The MultiDiscreteDist class extends the Gymnasium MultiDiscrete space to create categorical distributions for multiple discrete variables.

Overview

MultiDiscreteDist allows you to create probability distributions for action spaces with multiple discrete components, each with its own cardinality.

API Reference

class prob_spaces.multi_discrete.MultiDiscreteDist(nvec: ~numpy.ndarray[tuple[int, ...], ~numpy.dtype[~numpy.integer[~typing.Any]]] | list[int], dtype: str | type[~numpy.integer[~typing.Any]] = <class 'numpy.int64'>, seed: int | ~numpy.random._generator.Generator | None = None, start: ~numpy.ndarray[tuple[int, ...], ~numpy.dtype[~numpy.integer[~typing.Any]]] | list[int] | None = None)[source]

Bases: MultiDiscrete

Probability distribution for MultiDiscrete spaces.

__call__(prob: Tensor, mask: Tensor = None) MaskedCategorical[source]

Apply a transformation to the input probability tensor and optional mask.

Create a MaskedCategorical distribution by reshaping the input probabilities, applying an optional mask, and combining with an internal mask.

Parameters:
  • prob (th.Tensor) – A tensor containing probabilities to be reshaped and used in constructing the distribution.

  • mask (th.Tensor, optional) – An optional boolean tensor for masking specific probabilities before creating the distribution.

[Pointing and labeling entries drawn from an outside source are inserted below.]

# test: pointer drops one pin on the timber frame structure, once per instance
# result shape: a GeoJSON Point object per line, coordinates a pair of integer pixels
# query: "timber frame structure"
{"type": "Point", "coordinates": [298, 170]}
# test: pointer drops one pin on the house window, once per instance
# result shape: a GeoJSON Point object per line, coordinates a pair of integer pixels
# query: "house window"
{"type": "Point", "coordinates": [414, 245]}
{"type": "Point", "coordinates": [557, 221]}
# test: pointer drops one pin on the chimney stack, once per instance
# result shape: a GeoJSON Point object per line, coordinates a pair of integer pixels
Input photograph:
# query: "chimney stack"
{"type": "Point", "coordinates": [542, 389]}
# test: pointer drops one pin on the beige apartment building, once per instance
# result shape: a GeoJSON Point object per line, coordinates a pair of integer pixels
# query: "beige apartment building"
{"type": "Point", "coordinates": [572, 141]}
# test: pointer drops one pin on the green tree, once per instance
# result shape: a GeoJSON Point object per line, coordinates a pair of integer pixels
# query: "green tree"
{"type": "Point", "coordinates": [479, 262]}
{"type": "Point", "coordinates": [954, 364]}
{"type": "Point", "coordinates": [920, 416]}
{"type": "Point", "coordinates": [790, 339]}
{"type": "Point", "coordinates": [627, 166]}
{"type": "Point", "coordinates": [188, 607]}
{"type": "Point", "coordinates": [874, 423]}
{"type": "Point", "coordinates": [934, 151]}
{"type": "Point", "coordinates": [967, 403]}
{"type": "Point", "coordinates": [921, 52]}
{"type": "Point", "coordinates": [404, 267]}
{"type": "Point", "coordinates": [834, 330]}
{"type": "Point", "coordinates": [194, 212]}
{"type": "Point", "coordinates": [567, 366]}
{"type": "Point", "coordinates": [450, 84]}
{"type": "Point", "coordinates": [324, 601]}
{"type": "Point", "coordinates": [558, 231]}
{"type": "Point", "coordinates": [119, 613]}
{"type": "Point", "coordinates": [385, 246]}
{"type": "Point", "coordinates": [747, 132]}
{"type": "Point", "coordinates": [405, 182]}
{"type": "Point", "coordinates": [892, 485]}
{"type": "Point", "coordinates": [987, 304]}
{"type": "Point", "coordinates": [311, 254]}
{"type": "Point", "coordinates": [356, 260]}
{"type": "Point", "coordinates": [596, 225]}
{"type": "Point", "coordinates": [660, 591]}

Defaults to None.

Returns:

A MaskedCategorical distribution object created with reshaped probabilities and combined masking information.

Return type:

MaskedCategorical

Returns:

A MaskedCategorical distribution object created with reshaped probabilities and combined masking information.

Return type:

MaskedCategorical

Key Attributes

  • nvec: Array of integers representing the number of values for each discrete variable

  • start: Optional starting indices for each variable

  • internal_mask: Automatically generated mask to ensure valid actions

Usage Examples

Basic usage:

import numpy as np
import torch as th
from prob_spaces.multi_discrete import MultiDiscreteDist

# Create a multi-discrete space with 3 variables:
# - First variable has 2 possible values (0, 1)
# - Second variable has 3 possible values (0, 1, 2)
# - Third variable has 4 possible values (0, 1, 2, 3)
nvec = np.array([2, 3, 4])
space = MultiDiscreteDist(nvec=nvec)

# Create logits for each variable
# The shape should be (nvec shape) + (max(nvec) + 1)
# In this case: (3, 5)
probs = th.ones((3, 5))

# Create a distribution
dist = space(probs)

# Sample an action
action = dist.sample()

# Compute log probability
log_prob = dist.log_prob(action)

With masking:

import numpy as np
import torch as th
from prob_spaces.multi_discrete import MultiDiscreteDist

nvec = np.array([2, 3, 4])
space = MultiDiscreteDist(nvec=nvec)

probs = th.ones((3, 5))

# Create a mask to disallow certain actions
mask = th.ones((3, 5), dtype=th.bool)
mask[0, 1] = False  # Disallow action 1 for first variable

# Create a distribution with the mask
dist = space(probs, mask=mask)